Il vitupéra longtemps et je savais que je n’aurais jamais dû traiter de cet auteur dans mon cours, mais la réaction du Patron tournait à la bombe qui neutralise tout dans la force de son souffle. J’étais emportée dans le mutisme de plomb de mon saisissement. " Vous, truie, vous, chienne. N’en aurez-vous jamais fini de chercher à humer par où passent mes ordres ? Je vous avais, comme à toutes et à tous, interdit cette femme, cette hyène dactylographe, cette purée d’ordures, cette semence de caniveaux, d’un niveau plus bas que ne le fut jamais le plus consciencieusement et laborieusement honnête des gratte-papiers. Vous, putride par excellence, vous mangerez jusqu’à la lie, le résidu de ma colère. Je vous chasse. Je suis maître chez moi. Je ferai donner les chiens. Ils vous pisteront jusqu’aux plus profondes et nauséabondes ténèbres, ils ne vous laisseront pas de repos, ils se feront un repas de vos cuisses, de votre gorge, de votre ventre. Vous croyiez détenir la Vérité dans sa puissance ? Il n’y a pas, ici, d’autre Vérité que moi ! Je suis Celui qui sied. Vous avez cru dévoiler ma vérité par le regard sur une nudité qui ne se cache pourtant pas mais qui n’aime pas à être formulée dans la férocité. Il ne me plaît pas. Il me déplaît que vous vous arrogiez le droit de me déplaire. Les chiens se feront un festin de vous. Vous vous imaginiez mener l’enquête de la littérature ? Vaniteuse petite personne insignifiante, va ! Chienne couchée, chienne couverte, chienne puante. Je m’en vais vous donner une leçon qui vous chauffera le cuir, je vous cracherai au visage jusqu’à le noyer, je vous enterrerai dans une boue dont il n’y a pas de retour. Vous allez geler pour l’Eternité. "

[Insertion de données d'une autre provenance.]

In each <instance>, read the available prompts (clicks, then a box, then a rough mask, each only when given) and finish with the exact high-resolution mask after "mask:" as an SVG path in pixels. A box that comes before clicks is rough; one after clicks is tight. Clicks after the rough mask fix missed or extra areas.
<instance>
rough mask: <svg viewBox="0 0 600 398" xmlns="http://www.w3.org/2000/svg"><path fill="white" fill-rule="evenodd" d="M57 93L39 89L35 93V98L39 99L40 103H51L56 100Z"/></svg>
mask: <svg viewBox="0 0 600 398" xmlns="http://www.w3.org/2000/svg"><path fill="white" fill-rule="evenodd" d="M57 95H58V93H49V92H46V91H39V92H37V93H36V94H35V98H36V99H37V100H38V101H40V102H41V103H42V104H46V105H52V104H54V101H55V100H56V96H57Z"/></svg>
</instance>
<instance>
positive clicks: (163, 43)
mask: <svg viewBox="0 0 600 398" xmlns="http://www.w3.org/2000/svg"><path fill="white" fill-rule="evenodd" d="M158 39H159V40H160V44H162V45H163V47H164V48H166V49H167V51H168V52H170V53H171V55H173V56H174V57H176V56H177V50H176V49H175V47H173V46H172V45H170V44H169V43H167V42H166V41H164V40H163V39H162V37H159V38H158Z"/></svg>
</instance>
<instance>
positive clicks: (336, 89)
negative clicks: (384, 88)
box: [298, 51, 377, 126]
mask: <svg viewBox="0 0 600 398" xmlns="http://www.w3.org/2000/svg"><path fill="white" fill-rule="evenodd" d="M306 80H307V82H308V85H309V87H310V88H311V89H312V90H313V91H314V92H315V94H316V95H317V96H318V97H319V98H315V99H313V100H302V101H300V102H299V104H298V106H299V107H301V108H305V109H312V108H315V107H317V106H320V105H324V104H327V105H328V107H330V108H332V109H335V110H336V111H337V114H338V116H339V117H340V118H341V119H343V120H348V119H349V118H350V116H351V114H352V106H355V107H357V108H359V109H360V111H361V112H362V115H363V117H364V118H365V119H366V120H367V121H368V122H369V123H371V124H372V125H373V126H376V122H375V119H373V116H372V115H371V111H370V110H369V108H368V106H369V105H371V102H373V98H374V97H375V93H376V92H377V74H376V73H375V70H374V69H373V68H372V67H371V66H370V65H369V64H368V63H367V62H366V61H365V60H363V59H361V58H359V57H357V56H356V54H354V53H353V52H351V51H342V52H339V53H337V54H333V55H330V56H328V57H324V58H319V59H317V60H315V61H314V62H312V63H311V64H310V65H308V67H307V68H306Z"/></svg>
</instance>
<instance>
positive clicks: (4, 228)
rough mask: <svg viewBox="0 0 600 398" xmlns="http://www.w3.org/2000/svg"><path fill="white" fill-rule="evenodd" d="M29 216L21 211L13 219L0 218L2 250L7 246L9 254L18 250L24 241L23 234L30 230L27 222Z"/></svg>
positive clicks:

Sur ce, il fit volte-face et disparut.
Ainsi l’oignon pelé, je pleurai les couches de ma personne décomposée qui gisaient éparses et ne laissaient plus rien. Et plus rien d’autre que moi qui n’existais plus, ayant perdu toute force et toute forme. Seul flottait le parfum coruscant d’un bulbe qui s’était ouvert et qui dans la déhiscence avait ravalé toute présence. Je n’existais plus. Non pas par les coups des insultes, rien ne nous matérialise plus et ne nous rend plus concrets que ce qui nous contre dans l’adversité. Mais j’avais été confrontée à un discours dont la vitupération violente avait laissé filtrer toute la vérité de moi-même, mon reflet même dans un miroir qui me ceignait jusqu’à l’enfermement. Je venais d’être confrontée à la vérité dans sa nudité qui consiste en l’" évidemment " de toute vérité par sa bonde. Plus disloquée que jamais, livrée de tous mes morceaux aux crocs de ma conscience, j’avais mis le doigt dans l’engrenage et j’entrais ainsi à la suite de mon doigt, par toute la continuité et contiguïté du corps au bras, entière dans la rotation infernale du mouvement de ne plus savoir par où commencer. Car je ne m’arrêterais plus. La sentence était désormais exécutée sans répit. J’étais redevenue ce que j’étais devenue à l’issue d’un rêve qui contenait une réalité qui aurait dû le déborder. Mais il n’en était rien. Je n’échappais pas à moi-même comme rêve de moi-même. La bifurcation de ma route vers sa propre trajectoire, s’inscrivait dans le sol, sous mes pieds, du seul fait que je marchais et que l’on ne choisit que selon le jet de choisir.
Je continuerai à vous parler bien sûr, à vous tous qui m’entourez, mais cela ne le sera jamais plus qu’avec cette aiguë conscience de vous dire cela seulement que je vous dis. Tout ce qui en déborde fait partie intégrante du dire. Je suis confrontée à la Limite purpurine, celle que rien n’atténue, celle qui ne peut pas " y mettre les formes " simplement parce qu’à son confin, en quoi elle con-siste, se dénoue toute tentative de forme.
Je saluai les étudiants et disparus dans la porte ouverte.
Fin
"Et plus chair vive que morte" a été écrit du 07 au 09 mai 2010.